M. Jacques Peyrat attire l'attention de M. le ministre de l'économie, des finances et de l'industrie sur les difficultés de gestion de trésorerie que connaissent les entreprises artisanales du bâtiment dans le cadre de l'application de la TVA à taux réduit aux travaux dans les logements de plus de deux ans. Les modalités actuelles de remboursement de ce crédit de TVA, tant pour les entreprises relevant du régime du réel normal que pour celles qui relèvent du régime du réel simplifié semblent être la source de ces difficultés. Il résulte de cette situation que nombre d'entreprises artisanales du bâtiment ne disposent pas de trésorerie suffisante pour faire face à cette avance. Il lui demande donc quelles mesures pourraient être envisagées pour qu'une solution soit apportée à ce problème.



Réponse du ministère : Économie

publiée dans le JO Sénat du 30/08/2001 - page 2815

Contrairement à ce que semble penser l'auteur de la question, les entreprises du bâtiment qui achètent, au taux normal de TVA, des matériaux et fournitures nécessaires à leur activité ne se trouvent pas systématiquement en situation créditrice de TVA. En effet, les travaux de construction d'immeubles ou les travaux qui ne portent pas sur des locaux à usage d'habitation achevés depuis plus de deux ans restent soumis au taux normal. En outre, ce secteur se caractérise par l'importance du coût de la main-d'oeuvre dans le montant des prestations facturées. Dès lors, la situation de chaque entreprise de bâtiment au regard de la TVA dépend à la fois de l'objet des prestations qu'elle rend, de la part de main-d'oeuvre qui est incluse et des marges qu'elle réalise.

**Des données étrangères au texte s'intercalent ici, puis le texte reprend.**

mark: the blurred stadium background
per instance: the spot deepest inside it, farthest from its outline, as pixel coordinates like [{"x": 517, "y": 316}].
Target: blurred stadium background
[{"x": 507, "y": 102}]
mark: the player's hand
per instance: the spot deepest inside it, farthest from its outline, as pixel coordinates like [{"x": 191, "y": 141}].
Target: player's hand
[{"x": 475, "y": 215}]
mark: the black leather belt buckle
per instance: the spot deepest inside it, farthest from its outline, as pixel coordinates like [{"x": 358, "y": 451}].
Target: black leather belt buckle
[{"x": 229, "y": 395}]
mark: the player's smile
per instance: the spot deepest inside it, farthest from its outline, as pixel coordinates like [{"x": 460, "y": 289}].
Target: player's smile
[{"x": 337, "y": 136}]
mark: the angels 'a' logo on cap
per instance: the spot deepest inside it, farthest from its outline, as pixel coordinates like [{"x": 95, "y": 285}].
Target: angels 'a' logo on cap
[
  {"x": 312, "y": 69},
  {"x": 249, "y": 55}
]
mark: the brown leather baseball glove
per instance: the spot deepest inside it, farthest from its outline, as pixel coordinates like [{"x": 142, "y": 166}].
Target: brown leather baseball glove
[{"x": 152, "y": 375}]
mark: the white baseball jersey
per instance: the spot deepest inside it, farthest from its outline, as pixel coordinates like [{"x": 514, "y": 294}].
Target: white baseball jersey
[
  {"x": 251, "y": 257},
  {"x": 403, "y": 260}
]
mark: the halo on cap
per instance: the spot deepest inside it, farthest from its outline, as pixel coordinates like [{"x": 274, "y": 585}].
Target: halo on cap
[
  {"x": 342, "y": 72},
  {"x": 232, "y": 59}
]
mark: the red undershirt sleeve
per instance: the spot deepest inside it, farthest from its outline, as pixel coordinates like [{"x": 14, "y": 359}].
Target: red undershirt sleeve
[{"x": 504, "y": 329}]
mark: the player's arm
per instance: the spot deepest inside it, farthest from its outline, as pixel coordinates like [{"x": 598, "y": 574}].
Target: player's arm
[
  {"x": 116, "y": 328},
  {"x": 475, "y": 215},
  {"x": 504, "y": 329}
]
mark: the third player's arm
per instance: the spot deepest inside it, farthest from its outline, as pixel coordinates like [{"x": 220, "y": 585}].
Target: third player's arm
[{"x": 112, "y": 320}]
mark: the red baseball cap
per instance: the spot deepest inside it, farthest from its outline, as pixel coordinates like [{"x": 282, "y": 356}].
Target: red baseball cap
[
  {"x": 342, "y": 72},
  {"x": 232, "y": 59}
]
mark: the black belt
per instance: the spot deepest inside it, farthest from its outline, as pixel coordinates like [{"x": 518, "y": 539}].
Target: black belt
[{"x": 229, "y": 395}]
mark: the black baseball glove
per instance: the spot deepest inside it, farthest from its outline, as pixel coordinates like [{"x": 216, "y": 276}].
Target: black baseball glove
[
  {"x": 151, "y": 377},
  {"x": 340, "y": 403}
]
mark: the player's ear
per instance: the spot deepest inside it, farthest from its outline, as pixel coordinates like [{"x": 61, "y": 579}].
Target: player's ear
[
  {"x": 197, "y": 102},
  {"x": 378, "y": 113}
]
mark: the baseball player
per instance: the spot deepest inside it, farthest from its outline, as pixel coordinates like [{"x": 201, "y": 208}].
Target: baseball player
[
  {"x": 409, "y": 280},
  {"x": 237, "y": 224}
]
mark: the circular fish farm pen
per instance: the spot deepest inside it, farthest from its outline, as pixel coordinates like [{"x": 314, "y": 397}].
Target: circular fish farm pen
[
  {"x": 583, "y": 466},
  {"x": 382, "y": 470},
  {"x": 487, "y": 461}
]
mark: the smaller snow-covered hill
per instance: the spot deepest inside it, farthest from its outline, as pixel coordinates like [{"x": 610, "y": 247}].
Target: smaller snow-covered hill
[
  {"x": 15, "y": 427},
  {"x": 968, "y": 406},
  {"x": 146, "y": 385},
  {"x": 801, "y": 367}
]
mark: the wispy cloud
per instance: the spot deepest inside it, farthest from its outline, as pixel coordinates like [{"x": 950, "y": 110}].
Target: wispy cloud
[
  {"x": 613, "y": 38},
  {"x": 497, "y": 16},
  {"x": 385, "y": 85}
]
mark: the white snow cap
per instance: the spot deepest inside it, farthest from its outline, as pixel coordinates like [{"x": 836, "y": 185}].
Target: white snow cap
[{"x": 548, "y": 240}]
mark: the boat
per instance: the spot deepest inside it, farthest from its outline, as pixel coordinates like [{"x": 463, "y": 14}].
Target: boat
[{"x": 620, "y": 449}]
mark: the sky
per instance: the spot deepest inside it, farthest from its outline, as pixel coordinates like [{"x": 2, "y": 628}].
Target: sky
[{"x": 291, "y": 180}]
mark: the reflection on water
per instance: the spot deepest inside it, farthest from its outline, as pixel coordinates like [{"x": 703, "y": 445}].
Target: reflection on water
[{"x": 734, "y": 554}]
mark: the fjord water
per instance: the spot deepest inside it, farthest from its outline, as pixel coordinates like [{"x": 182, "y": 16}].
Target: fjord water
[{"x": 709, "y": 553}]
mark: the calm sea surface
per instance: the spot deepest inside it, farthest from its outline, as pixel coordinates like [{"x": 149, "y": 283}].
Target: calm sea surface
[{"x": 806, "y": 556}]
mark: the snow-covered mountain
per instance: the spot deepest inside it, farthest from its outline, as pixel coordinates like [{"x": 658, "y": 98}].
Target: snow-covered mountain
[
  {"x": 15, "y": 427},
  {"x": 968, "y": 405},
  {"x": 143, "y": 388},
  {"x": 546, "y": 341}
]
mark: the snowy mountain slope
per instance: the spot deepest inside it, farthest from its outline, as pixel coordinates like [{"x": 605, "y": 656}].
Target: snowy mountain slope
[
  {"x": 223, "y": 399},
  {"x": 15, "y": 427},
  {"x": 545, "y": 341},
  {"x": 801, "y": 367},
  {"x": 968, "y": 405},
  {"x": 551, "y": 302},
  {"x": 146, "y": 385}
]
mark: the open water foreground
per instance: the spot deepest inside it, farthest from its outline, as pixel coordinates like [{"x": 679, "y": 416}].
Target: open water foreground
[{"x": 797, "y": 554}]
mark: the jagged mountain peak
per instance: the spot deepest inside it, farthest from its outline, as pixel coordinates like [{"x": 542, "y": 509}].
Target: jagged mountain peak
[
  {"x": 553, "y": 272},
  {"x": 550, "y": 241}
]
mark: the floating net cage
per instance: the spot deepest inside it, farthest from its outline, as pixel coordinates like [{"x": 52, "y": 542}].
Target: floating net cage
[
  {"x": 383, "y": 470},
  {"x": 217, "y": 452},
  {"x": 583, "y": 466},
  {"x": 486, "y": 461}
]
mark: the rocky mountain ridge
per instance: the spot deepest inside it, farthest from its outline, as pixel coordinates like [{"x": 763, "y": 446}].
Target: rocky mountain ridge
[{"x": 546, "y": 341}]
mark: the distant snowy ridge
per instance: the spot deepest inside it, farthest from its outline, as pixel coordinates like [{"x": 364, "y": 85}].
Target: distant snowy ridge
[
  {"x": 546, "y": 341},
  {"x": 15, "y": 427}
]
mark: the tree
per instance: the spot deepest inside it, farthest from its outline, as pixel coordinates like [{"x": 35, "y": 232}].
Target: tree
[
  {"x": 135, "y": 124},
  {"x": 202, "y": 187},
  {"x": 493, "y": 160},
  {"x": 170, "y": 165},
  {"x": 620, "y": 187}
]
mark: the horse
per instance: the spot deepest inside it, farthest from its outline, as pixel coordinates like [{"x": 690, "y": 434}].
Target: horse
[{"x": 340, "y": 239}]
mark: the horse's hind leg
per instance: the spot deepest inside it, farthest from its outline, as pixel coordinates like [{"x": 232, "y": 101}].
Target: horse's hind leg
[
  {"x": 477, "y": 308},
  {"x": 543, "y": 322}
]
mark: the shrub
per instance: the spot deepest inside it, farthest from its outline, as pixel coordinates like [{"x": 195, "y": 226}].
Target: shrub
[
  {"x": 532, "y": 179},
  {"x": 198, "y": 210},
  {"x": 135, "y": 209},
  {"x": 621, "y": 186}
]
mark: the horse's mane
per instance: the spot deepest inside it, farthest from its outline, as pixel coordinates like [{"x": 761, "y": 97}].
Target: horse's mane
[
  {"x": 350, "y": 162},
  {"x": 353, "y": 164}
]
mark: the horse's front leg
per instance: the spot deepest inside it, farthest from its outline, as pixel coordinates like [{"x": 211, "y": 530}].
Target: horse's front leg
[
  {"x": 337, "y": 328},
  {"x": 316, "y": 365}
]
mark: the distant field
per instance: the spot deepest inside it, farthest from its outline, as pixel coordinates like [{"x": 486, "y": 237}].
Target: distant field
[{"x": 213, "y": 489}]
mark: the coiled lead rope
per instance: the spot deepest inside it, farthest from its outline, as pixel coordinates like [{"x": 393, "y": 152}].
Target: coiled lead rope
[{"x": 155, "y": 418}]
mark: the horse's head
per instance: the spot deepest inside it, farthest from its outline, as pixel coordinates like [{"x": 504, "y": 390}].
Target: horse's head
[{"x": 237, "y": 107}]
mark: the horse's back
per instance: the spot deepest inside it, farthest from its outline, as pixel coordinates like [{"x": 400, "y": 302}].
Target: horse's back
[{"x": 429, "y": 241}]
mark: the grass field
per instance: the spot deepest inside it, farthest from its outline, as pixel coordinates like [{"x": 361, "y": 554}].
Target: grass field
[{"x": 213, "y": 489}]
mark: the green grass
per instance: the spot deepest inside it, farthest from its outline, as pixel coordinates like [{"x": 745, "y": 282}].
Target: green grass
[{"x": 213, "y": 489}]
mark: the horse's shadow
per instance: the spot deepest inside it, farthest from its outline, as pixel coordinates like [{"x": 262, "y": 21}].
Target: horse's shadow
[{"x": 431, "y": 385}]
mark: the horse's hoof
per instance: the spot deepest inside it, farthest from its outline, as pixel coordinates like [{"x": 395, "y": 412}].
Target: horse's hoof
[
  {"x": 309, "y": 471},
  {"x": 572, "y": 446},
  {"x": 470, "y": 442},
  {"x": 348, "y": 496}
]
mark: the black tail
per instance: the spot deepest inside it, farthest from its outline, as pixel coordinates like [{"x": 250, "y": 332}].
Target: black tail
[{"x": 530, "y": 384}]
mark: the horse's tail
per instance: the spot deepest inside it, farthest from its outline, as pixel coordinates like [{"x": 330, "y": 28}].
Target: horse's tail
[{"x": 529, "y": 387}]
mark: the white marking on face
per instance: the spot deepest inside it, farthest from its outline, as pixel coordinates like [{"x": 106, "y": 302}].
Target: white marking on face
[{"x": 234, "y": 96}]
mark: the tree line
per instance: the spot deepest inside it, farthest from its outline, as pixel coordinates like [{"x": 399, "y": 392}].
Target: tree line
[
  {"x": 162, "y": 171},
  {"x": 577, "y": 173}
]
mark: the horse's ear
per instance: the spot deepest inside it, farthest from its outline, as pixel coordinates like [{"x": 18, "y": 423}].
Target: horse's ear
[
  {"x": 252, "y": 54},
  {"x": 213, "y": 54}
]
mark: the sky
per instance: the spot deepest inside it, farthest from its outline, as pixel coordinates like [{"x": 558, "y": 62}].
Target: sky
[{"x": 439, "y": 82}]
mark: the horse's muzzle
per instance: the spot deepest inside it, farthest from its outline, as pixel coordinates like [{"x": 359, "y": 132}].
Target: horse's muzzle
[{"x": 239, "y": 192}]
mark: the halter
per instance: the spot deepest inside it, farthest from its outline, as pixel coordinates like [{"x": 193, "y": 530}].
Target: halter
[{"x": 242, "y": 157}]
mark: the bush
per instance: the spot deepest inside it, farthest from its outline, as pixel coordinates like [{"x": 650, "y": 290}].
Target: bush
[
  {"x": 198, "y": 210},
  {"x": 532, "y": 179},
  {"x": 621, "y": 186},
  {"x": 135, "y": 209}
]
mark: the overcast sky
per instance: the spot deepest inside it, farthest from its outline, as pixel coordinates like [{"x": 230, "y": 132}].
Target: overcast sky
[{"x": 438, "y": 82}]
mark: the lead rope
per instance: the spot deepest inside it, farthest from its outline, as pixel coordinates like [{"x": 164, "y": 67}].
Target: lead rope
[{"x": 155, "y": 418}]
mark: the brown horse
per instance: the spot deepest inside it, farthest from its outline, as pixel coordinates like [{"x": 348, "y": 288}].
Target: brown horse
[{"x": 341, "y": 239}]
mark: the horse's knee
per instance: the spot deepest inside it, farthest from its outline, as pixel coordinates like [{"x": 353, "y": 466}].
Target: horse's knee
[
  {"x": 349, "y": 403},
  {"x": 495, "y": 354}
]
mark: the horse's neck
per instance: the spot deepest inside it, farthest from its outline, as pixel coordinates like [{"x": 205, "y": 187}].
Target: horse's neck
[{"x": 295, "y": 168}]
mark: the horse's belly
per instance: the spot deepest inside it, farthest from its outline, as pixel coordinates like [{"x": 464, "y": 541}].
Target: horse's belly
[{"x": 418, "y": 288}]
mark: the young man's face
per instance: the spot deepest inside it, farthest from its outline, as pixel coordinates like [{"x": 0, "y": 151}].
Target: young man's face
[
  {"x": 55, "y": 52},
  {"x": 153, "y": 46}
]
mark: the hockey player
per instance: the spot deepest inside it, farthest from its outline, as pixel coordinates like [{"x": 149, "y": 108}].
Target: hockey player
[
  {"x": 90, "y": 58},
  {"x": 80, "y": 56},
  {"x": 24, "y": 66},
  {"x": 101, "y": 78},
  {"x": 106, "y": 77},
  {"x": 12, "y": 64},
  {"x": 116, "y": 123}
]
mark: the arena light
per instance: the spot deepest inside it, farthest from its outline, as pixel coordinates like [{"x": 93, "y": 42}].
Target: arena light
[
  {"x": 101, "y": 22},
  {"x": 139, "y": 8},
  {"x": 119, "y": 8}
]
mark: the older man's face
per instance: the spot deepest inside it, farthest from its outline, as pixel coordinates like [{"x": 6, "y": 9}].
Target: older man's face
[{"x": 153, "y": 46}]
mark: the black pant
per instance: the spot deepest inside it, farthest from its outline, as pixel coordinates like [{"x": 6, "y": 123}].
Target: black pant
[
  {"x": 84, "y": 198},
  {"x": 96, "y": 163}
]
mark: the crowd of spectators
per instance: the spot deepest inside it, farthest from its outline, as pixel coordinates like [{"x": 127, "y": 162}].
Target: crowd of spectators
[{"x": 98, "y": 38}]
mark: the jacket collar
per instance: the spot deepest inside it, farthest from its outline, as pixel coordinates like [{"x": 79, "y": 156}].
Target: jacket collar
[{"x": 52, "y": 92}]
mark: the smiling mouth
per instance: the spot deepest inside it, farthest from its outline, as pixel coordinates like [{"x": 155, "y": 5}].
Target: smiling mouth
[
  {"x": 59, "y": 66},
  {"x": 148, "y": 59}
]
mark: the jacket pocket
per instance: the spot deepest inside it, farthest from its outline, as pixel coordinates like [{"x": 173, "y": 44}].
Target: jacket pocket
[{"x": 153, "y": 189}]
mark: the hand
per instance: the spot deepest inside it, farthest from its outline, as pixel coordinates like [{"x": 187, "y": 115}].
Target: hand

Toutefois, les mesures mises en oeuvre pour accélérer les remboursements de crédits permettent actuellement de rembourser la majorité des entreprises dans un délai moyen de six semaines à compter du dépôt de la demande, tout en préservant la qualité des contrôles, ce qui constitue une garantie contre la fraude. S'agissant du régime simplifié d'imposition, les redevables peuvent obtenir la restitution de la TVA déductible relative à des immobilisations au titre de chacun des trimestres de l'année dès lors que le crédit de TVA qui en résulte est au moins égal à 5 000 francs. En outre, les redevables titulaires de bénéfices industriels et commerciaux relevant du régime simplifié d'imposition peuvent opter pour une liquidation de leur TVA selon les modalités du régime réel normal, tout en restant placés au régime simplifié d'imposition de leur bénéfice (régime dit du mini-réel). Dans ce cas, ils peuvent solliciter au titre de chaque trimestre civil une demande de remboursement de crédits de TVA dans les conditions de droit commun.